Liberal candidate Moon Jae-in has claimed victory in South Korea’s presidential election.
Mr Moon favours greater dialogue with North Korea, in a change to current South Korean policy.
“I will be president for all South Koreans,” he told cheering supporters in Gwanghwamun Square in the capital Seoul.
The early election was called after a corruption scandal led to the impeachment of the former president.
Official results have yet to be released.
An exit poll conducted jointly by three network TV stations had put him on course to get 41.4% of the vote, with his nearest challenger, conservative Hong Joon-Pyo, on 23.3%.
Park Geun-hye is accused of allowing a close friend to extort money from companies. She denies all wrongdoing.
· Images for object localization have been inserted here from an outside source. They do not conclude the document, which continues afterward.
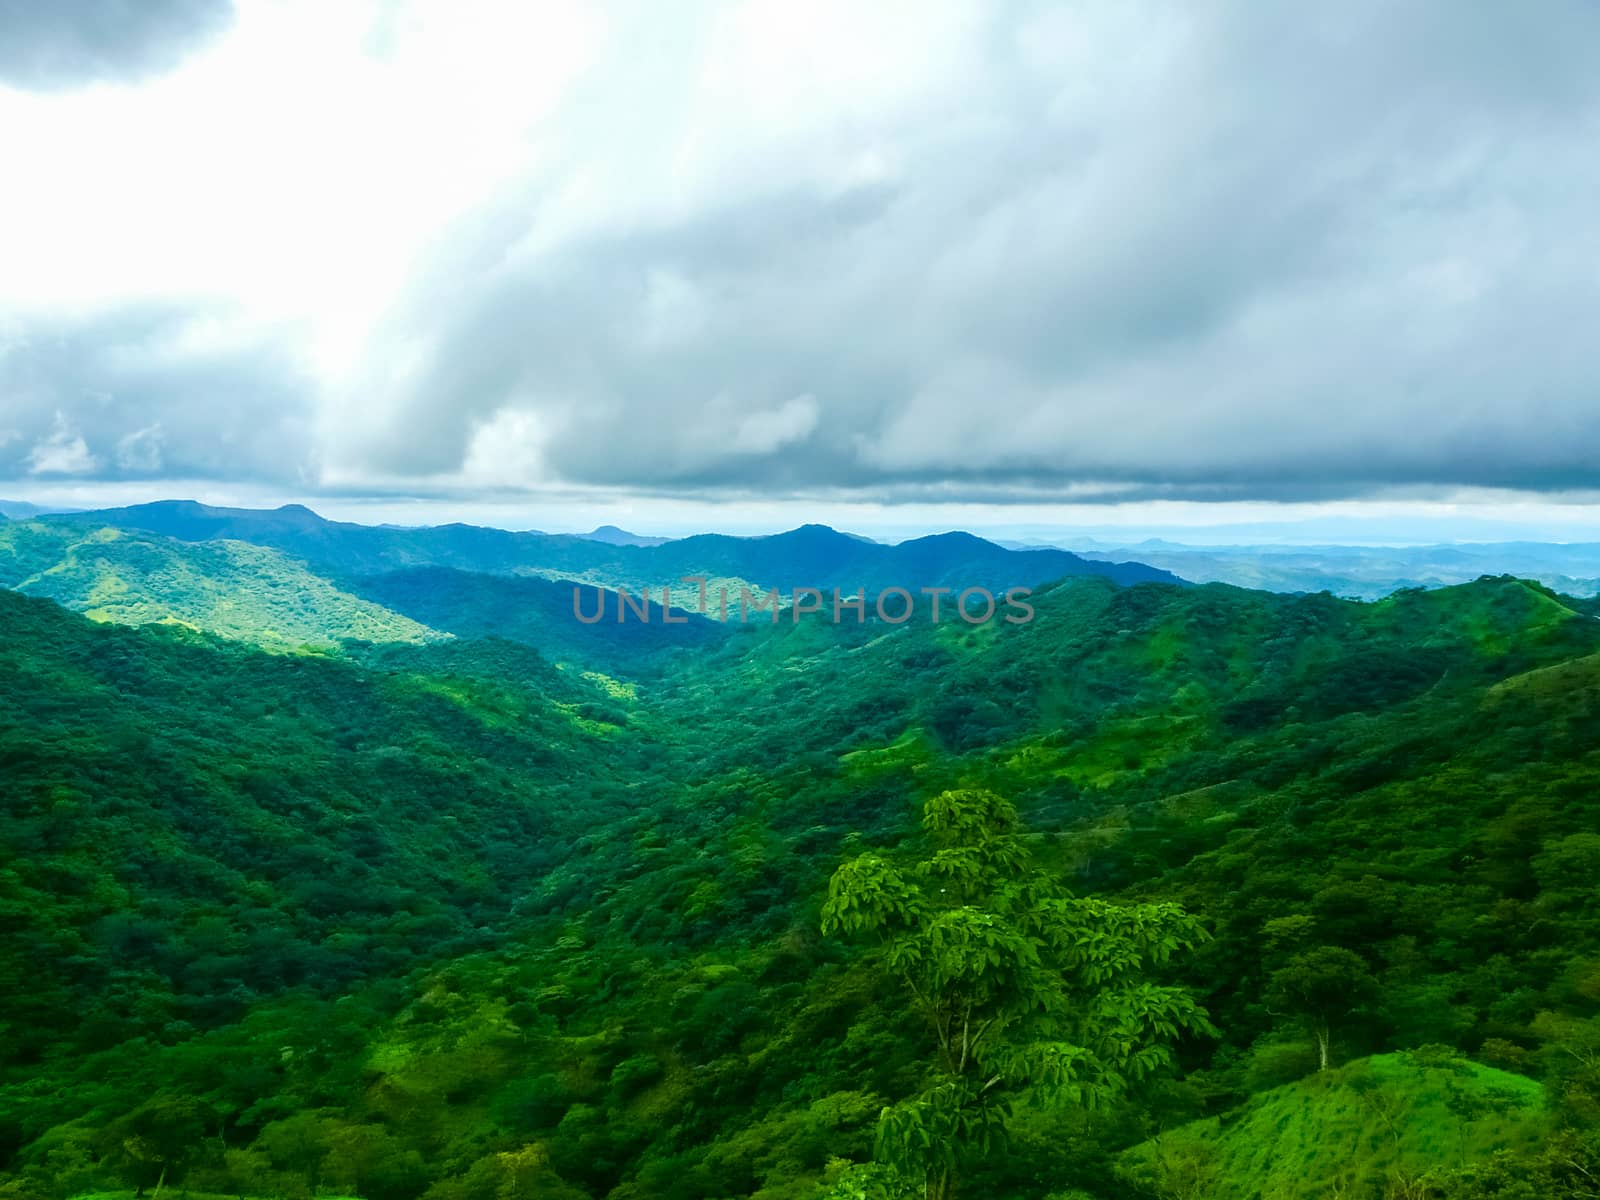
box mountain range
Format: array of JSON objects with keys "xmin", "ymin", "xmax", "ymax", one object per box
[
  {"xmin": 41, "ymin": 500, "xmax": 1181, "ymax": 593},
  {"xmin": 0, "ymin": 500, "xmax": 1185, "ymax": 659}
]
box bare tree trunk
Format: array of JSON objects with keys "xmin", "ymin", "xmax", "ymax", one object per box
[{"xmin": 1315, "ymin": 1023, "xmax": 1331, "ymax": 1071}]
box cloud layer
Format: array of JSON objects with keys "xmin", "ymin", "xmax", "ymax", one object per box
[
  {"xmin": 4, "ymin": 0, "xmax": 1599, "ymax": 506},
  {"xmin": 0, "ymin": 0, "xmax": 234, "ymax": 91}
]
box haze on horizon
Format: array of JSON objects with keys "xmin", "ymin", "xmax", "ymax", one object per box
[{"xmin": 2, "ymin": 1, "xmax": 1599, "ymax": 545}]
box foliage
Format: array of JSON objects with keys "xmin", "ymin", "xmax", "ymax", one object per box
[
  {"xmin": 822, "ymin": 789, "xmax": 1212, "ymax": 1197},
  {"xmin": 1269, "ymin": 946, "xmax": 1381, "ymax": 1071}
]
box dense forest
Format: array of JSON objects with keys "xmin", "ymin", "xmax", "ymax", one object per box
[{"xmin": 2, "ymin": 522, "xmax": 1599, "ymax": 1199}]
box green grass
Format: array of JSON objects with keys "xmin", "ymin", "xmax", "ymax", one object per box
[{"xmin": 1119, "ymin": 1051, "xmax": 1547, "ymax": 1199}]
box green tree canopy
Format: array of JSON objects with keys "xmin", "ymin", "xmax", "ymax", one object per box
[
  {"xmin": 1269, "ymin": 945, "xmax": 1380, "ymax": 1072},
  {"xmin": 821, "ymin": 788, "xmax": 1214, "ymax": 1199}
]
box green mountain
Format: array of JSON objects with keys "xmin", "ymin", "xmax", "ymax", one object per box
[
  {"xmin": 1, "ymin": 574, "xmax": 1598, "ymax": 1200},
  {"xmin": 0, "ymin": 521, "xmax": 440, "ymax": 649}
]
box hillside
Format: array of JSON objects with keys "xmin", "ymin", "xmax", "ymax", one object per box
[
  {"xmin": 1118, "ymin": 1050, "xmax": 1547, "ymax": 1199},
  {"xmin": 0, "ymin": 588, "xmax": 647, "ymax": 1071},
  {"xmin": 346, "ymin": 566, "xmax": 727, "ymax": 669},
  {"xmin": 0, "ymin": 521, "xmax": 440, "ymax": 649}
]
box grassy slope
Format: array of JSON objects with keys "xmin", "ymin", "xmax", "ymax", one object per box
[{"xmin": 1119, "ymin": 1051, "xmax": 1546, "ymax": 1199}]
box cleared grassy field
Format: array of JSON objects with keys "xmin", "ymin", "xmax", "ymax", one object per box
[{"xmin": 1119, "ymin": 1051, "xmax": 1546, "ymax": 1199}]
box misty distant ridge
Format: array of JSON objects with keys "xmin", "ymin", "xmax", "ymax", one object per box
[
  {"xmin": 1004, "ymin": 535, "xmax": 1600, "ymax": 599},
  {"xmin": 579, "ymin": 524, "xmax": 671, "ymax": 548},
  {"xmin": 0, "ymin": 499, "xmax": 79, "ymax": 520}
]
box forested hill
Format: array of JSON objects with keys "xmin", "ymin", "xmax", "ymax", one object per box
[
  {"xmin": 0, "ymin": 521, "xmax": 441, "ymax": 649},
  {"xmin": 1, "ymin": 574, "xmax": 1598, "ymax": 1199}
]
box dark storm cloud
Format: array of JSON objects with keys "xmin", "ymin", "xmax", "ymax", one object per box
[
  {"xmin": 0, "ymin": 0, "xmax": 233, "ymax": 91},
  {"xmin": 0, "ymin": 306, "xmax": 316, "ymax": 483},
  {"xmin": 337, "ymin": 0, "xmax": 1600, "ymax": 503}
]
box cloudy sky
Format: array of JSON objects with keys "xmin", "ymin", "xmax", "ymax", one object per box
[{"xmin": 2, "ymin": 0, "xmax": 1598, "ymax": 540}]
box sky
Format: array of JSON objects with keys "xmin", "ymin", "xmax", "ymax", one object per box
[{"xmin": 2, "ymin": 0, "xmax": 1599, "ymax": 543}]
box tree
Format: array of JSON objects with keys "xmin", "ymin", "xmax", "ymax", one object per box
[
  {"xmin": 1268, "ymin": 946, "xmax": 1378, "ymax": 1071},
  {"xmin": 324, "ymin": 1123, "xmax": 426, "ymax": 1200},
  {"xmin": 101, "ymin": 1095, "xmax": 209, "ymax": 1198},
  {"xmin": 256, "ymin": 1111, "xmax": 333, "ymax": 1192},
  {"xmin": 820, "ymin": 789, "xmax": 1214, "ymax": 1200},
  {"xmin": 496, "ymin": 1144, "xmax": 550, "ymax": 1199}
]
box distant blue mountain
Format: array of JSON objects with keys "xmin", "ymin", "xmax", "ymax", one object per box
[
  {"xmin": 580, "ymin": 525, "xmax": 672, "ymax": 548},
  {"xmin": 0, "ymin": 499, "xmax": 77, "ymax": 520}
]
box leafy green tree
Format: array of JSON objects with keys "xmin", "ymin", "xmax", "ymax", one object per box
[
  {"xmin": 256, "ymin": 1111, "xmax": 334, "ymax": 1192},
  {"xmin": 1268, "ymin": 946, "xmax": 1379, "ymax": 1071},
  {"xmin": 820, "ymin": 789, "xmax": 1213, "ymax": 1200},
  {"xmin": 101, "ymin": 1095, "xmax": 209, "ymax": 1198},
  {"xmin": 815, "ymin": 1157, "xmax": 919, "ymax": 1199}
]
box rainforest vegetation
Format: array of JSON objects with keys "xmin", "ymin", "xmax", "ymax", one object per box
[{"xmin": 1, "ymin": 514, "xmax": 1598, "ymax": 1199}]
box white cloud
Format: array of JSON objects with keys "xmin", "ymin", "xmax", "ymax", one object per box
[
  {"xmin": 26, "ymin": 413, "xmax": 99, "ymax": 475},
  {"xmin": 0, "ymin": 0, "xmax": 599, "ymax": 350},
  {"xmin": 459, "ymin": 406, "xmax": 561, "ymax": 488},
  {"xmin": 116, "ymin": 424, "xmax": 165, "ymax": 471},
  {"xmin": 732, "ymin": 395, "xmax": 820, "ymax": 455}
]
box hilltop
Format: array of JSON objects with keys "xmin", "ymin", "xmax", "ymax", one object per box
[{"xmin": 1119, "ymin": 1050, "xmax": 1547, "ymax": 1199}]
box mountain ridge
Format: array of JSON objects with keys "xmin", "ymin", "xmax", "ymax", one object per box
[{"xmin": 45, "ymin": 499, "xmax": 1185, "ymax": 591}]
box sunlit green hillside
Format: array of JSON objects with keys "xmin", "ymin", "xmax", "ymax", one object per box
[{"xmin": 0, "ymin": 522, "xmax": 440, "ymax": 649}]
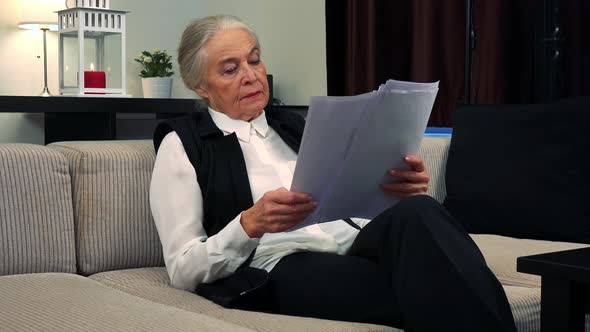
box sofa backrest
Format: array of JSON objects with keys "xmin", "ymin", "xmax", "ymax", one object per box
[
  {"xmin": 26, "ymin": 135, "xmax": 448, "ymax": 277},
  {"xmin": 0, "ymin": 144, "xmax": 77, "ymax": 276},
  {"xmin": 48, "ymin": 140, "xmax": 163, "ymax": 275},
  {"xmin": 417, "ymin": 136, "xmax": 450, "ymax": 203}
]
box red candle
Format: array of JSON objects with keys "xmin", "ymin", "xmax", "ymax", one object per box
[{"xmin": 84, "ymin": 64, "xmax": 106, "ymax": 94}]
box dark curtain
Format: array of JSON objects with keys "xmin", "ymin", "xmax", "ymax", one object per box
[
  {"xmin": 326, "ymin": 0, "xmax": 590, "ymax": 127},
  {"xmin": 470, "ymin": 0, "xmax": 536, "ymax": 104},
  {"xmin": 563, "ymin": 0, "xmax": 590, "ymax": 97}
]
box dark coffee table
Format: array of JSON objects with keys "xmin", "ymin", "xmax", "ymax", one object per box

Mr Moon is expected to be sworn in on Wednesday.
Who is Moon?
The son of refugees from North Korea, Mr Moon was jailed while a student in the 1970s for leading protests against military ruler Park Chung-hee – Ms Park’s father.
Later, he served in South Korea’s special forces before becoming a human rights lawyer.
He served as a senior aide to liberal President Roh Moo-hyun, who committed suicide in 2009 after leaving office amid bribery allegations.
Mr Moon, of the centre-left Democratic Party, unsuccessfully ran against Ms Park in 2012 elections.
He has positioned himself as the man who can move the country on from the scandals of Ms Park’s era.
“I feel that not only my party and myself but also the people have been more desperate for a change of government,” he said while casting his vote.
What are his policies?
Mr Moon has advocated greater dialogue with the North while maintaining pressure and sanctions, in contrast to Ms Park who cut almost all ties.
He has been critical of the two previous conservative administrations for failing to stop North Korea’s weapons development.
But while tensions on the Korean peninsula ensured the election was closely watched, for South Koreans the priority has been corruption and the economy, with youth unemployment stubbornly high.
Mr Moon has talked of reforming South Korea’s huge family-run conglomerates, known as chaebols, which dominate the domestic economy.